My grandmother, Rita, was an Assyrian immigrant who grew up and suffered persecution in the Soviet Union. Her family fled to Iran where, believing passionately in education, she worked to help her three brothers attend school, despite not having the opportunity to complete high school herself.
After marrying a U.S. soldier and moving to America, she had a son, my father. She worked as a waitress and then in a factory, learning English (her fifth language) along the way.
My father grew up to be the first in his family to finish high school and get a college degree. A career diplomat, he became a U.S. ambassador. His children, myself included, never had to worry about access to education.
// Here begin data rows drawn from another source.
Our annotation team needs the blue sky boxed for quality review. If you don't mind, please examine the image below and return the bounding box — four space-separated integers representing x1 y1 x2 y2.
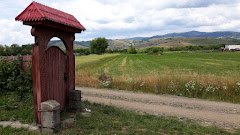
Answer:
0 0 240 45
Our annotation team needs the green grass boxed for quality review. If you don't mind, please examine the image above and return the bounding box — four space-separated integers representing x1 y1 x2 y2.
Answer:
76 52 240 103
76 52 240 76
0 126 40 135
0 92 35 123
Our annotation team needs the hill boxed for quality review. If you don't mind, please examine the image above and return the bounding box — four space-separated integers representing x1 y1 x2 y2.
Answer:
50 31 240 50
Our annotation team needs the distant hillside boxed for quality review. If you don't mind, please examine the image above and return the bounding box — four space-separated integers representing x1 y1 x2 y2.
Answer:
50 31 240 50
49 40 90 50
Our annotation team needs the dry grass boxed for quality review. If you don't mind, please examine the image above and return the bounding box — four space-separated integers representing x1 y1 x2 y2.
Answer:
76 52 240 103
76 71 240 103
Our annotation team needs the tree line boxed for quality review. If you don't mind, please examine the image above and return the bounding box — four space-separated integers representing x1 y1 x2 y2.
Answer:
0 38 224 56
0 44 32 56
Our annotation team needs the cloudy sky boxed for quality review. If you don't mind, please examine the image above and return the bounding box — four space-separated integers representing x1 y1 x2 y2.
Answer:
0 0 240 45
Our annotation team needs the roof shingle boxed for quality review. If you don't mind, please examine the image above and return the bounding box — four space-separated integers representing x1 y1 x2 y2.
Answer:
15 2 85 30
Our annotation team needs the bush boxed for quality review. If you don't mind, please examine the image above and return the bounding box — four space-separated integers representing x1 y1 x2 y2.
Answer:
90 38 108 54
127 45 137 54
145 47 163 55
74 48 91 55
0 60 32 101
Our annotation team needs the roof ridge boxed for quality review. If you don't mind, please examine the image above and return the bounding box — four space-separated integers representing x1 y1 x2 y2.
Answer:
15 1 85 31
32 1 46 18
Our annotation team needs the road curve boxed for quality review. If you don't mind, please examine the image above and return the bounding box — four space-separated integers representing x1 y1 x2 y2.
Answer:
76 87 240 130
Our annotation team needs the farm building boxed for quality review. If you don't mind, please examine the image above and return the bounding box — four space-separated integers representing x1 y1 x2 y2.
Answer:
224 45 240 51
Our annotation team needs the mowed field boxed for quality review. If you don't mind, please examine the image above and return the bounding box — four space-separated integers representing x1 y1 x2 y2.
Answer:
76 52 240 102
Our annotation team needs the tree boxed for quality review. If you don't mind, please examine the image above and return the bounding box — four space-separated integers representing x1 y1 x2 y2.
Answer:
90 38 108 54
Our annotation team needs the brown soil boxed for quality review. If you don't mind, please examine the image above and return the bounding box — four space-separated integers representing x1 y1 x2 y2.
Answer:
76 87 240 130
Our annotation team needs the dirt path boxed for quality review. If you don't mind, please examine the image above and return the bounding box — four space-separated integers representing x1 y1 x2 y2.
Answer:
76 87 240 130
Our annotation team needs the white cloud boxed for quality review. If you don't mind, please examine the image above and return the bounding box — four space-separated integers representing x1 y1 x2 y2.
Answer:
0 0 240 44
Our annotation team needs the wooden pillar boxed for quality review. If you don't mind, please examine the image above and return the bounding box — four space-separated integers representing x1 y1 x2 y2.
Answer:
31 27 75 124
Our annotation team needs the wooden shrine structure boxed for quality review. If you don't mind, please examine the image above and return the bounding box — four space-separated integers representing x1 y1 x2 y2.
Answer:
15 2 85 124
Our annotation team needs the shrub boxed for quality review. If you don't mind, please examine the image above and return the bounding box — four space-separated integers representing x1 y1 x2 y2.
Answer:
127 45 137 54
0 59 32 101
90 38 108 54
74 48 91 55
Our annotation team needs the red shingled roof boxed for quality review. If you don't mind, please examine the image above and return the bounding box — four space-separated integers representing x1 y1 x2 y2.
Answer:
15 2 85 30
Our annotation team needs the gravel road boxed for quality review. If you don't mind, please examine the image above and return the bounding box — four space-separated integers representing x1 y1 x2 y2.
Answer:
76 87 240 130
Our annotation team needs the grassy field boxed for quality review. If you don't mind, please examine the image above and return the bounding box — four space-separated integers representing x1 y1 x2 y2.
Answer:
0 92 35 123
76 52 240 103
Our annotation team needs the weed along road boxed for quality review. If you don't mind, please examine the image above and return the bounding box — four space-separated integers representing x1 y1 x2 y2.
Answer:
76 87 240 129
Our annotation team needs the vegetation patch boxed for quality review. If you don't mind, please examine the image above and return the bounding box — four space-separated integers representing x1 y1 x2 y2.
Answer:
76 52 240 103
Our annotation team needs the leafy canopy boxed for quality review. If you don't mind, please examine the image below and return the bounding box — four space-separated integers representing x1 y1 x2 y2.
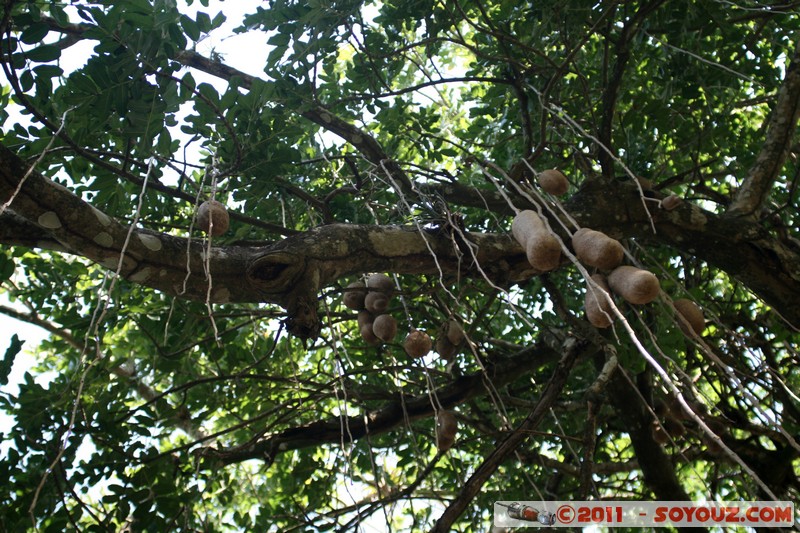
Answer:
0 0 800 531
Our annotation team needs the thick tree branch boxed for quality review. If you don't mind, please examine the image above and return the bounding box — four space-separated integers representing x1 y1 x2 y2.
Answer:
728 39 800 216
0 141 531 337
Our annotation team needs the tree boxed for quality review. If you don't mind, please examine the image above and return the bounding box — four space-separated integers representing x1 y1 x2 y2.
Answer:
0 0 800 531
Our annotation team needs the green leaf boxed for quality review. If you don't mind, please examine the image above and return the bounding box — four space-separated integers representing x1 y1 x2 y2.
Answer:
19 22 50 44
25 44 61 63
0 333 25 385
181 15 201 41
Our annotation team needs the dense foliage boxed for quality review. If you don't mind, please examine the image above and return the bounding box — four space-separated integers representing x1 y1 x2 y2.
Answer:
0 0 800 531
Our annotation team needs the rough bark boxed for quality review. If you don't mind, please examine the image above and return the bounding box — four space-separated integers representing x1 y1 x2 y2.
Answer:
728 38 800 216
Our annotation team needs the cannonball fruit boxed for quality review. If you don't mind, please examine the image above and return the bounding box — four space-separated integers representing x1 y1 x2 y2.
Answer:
197 200 230 237
538 169 569 196
342 281 367 311
583 274 615 328
672 298 706 337
372 315 397 342
608 265 660 305
403 329 433 359
436 411 458 452
511 209 561 272
572 228 625 270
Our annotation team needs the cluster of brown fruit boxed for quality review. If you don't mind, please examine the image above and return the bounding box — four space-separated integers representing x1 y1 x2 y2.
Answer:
342 274 466 452
436 410 458 452
197 200 230 237
342 274 472 361
511 170 705 335
342 274 397 345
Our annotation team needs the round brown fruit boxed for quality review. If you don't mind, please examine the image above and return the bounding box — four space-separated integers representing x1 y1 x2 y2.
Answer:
403 329 433 358
672 298 706 337
538 169 569 196
608 265 661 305
436 411 458 452
197 200 230 237
372 315 397 342
572 228 625 270
511 209 561 272
342 281 367 311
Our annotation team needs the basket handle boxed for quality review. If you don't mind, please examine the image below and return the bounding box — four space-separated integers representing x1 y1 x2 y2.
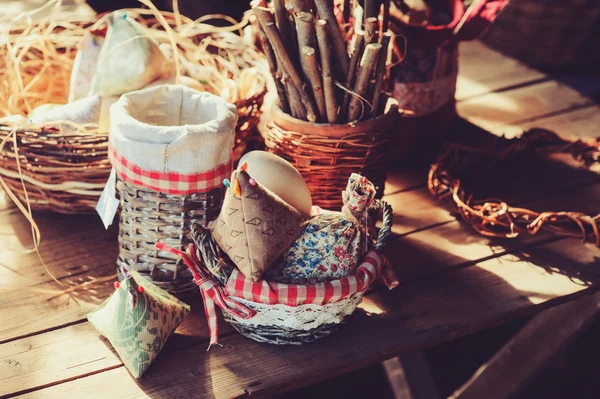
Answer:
373 200 394 252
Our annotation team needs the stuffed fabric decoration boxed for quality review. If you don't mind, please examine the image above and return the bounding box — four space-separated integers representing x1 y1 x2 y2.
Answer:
88 270 190 378
89 13 175 96
264 212 365 284
212 169 306 281
69 32 104 102
265 173 375 284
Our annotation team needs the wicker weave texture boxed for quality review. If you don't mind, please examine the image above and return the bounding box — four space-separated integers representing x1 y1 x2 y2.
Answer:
0 126 110 214
192 201 394 345
0 89 266 214
265 106 400 209
117 179 225 295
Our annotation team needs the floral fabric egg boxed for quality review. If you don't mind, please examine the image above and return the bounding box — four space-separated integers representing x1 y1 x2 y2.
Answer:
264 212 366 284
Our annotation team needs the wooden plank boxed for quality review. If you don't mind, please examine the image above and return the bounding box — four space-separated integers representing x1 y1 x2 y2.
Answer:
17 240 600 398
0 166 600 392
0 208 117 286
506 104 600 140
456 40 548 101
383 350 441 399
451 293 600 399
457 78 600 135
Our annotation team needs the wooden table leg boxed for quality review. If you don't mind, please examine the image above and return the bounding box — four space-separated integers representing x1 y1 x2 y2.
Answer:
383 350 440 399
450 292 600 399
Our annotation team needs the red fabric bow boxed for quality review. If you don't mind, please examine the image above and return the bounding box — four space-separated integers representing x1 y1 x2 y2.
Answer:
156 242 256 349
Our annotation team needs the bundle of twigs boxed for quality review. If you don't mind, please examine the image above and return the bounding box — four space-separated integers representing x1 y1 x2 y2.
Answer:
428 129 600 247
252 0 390 123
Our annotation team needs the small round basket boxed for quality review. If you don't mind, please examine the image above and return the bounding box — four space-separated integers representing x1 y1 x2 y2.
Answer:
117 179 225 295
265 105 400 209
192 201 397 345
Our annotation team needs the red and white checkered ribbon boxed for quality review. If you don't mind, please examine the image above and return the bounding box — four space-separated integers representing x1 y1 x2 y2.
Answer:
108 146 232 195
156 242 256 349
156 243 398 349
225 250 398 306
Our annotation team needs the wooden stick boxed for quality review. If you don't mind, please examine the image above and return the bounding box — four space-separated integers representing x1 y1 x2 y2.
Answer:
317 19 338 123
285 3 300 61
381 0 390 35
273 0 295 44
348 43 381 122
257 23 290 113
340 32 365 121
363 0 379 22
315 0 349 76
342 0 352 24
283 79 307 120
370 34 390 118
252 7 317 122
289 0 312 14
300 46 327 121
294 9 326 120
365 17 379 46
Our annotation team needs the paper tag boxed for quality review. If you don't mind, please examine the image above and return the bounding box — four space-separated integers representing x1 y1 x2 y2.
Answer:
96 168 119 229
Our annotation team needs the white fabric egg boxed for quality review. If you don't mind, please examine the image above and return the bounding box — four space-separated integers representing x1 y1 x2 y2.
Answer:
239 151 312 215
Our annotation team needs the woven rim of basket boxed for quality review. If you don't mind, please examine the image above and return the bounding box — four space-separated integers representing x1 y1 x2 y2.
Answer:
428 129 600 247
0 86 267 213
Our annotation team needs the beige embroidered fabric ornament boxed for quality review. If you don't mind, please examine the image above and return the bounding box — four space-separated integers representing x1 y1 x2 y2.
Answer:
212 169 306 281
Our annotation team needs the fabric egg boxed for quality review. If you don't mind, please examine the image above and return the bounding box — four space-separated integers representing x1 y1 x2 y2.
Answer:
263 211 365 284
240 151 312 215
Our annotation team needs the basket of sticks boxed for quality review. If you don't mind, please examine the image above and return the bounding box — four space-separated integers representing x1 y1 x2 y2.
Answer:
253 0 400 209
0 2 267 213
157 174 398 345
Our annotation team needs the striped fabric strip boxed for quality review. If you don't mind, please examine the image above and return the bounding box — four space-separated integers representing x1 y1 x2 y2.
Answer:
109 147 232 195
225 251 384 306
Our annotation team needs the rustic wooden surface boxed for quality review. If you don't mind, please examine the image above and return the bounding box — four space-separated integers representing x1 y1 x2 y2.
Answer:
0 42 600 398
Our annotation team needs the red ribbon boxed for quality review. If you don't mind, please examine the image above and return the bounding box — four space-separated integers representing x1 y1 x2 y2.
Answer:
156 242 256 349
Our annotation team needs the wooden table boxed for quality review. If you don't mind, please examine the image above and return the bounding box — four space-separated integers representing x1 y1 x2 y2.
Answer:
0 42 600 399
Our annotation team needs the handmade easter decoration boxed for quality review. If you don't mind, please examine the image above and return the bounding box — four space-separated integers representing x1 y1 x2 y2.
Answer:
162 170 398 345
68 31 104 102
211 164 308 281
109 85 237 294
88 271 190 378
265 173 375 284
240 151 312 215
0 2 267 214
89 13 175 96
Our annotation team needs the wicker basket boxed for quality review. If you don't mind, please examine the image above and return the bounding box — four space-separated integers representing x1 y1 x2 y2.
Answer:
0 88 266 214
117 179 225 295
186 201 397 345
482 0 600 72
265 105 400 209
0 125 111 214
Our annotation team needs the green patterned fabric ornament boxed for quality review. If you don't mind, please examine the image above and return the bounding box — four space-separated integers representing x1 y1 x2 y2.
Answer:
88 270 190 378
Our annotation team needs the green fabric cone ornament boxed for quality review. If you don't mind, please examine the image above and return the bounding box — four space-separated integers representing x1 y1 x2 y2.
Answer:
88 270 190 378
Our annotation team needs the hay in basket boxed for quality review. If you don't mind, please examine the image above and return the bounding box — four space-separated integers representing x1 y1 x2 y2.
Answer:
0 0 266 213
252 0 400 209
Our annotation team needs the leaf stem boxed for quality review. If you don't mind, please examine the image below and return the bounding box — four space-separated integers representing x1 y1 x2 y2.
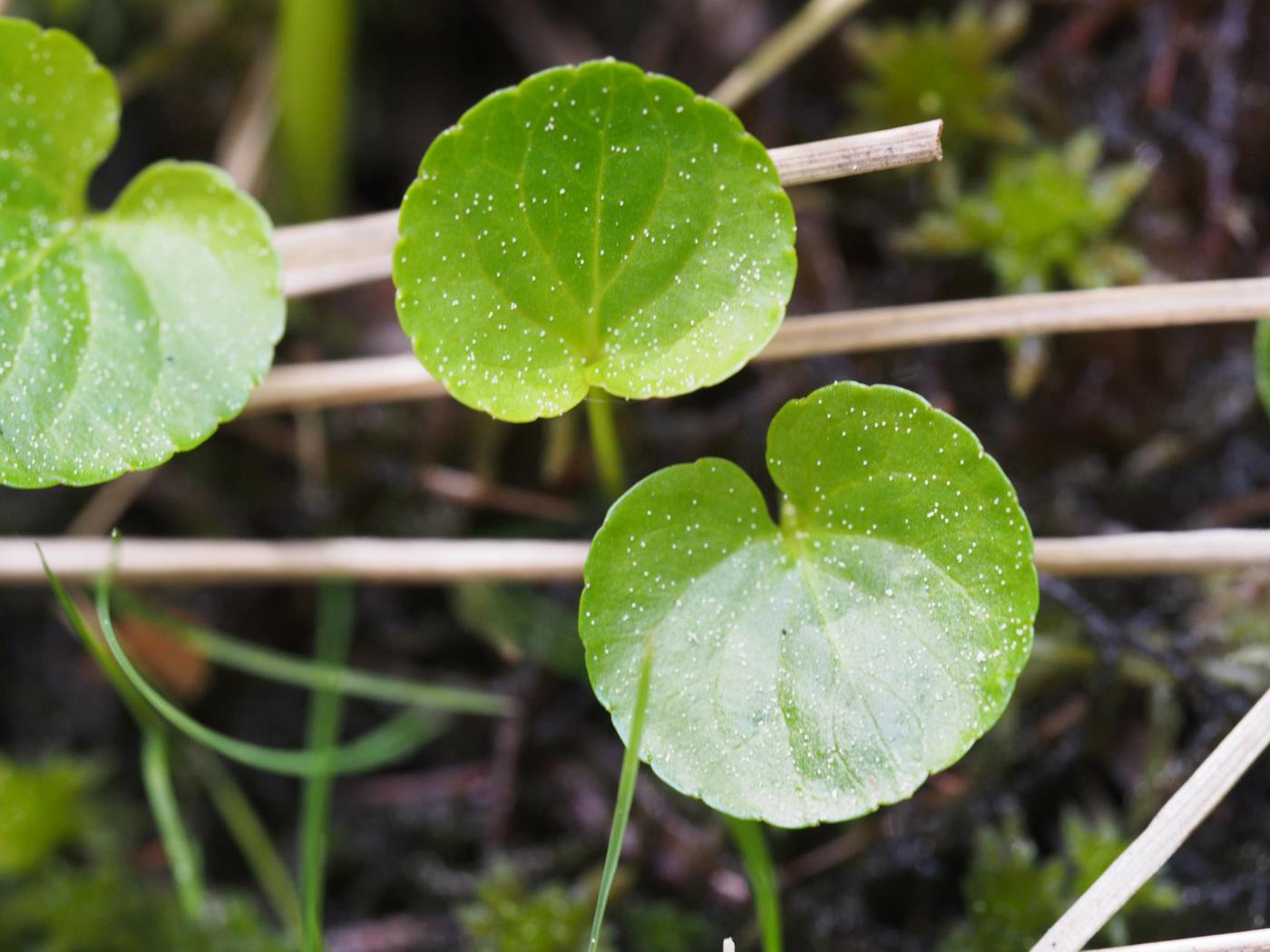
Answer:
724 816 784 952
587 638 653 952
299 583 353 952
587 387 628 499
This all thanks to my grandmother, who desperately wanted an education herself, but sacrificed for others instead. She elevated the course of our family's trajectory forever. I would like to honor her by changing the course for someone else.
This scholarship is open to any high school senior who will be a first-generation college student. Refugees are strongly encouraged to apply. The ideal candidate is a student who has experienced obstacles or sacrifice in pursuit of their education. These obstacles or sacrifices can be in the form of time, money, being away from family, having to care for or support one's family, completing school despite social, religious, familial, or cultural pressure not to, etc.
To apply, tell me about an adversity you have faced in the pursuit of education, how you navigate it, and what you hope to do given this opportunity. I look forward to hearing your story.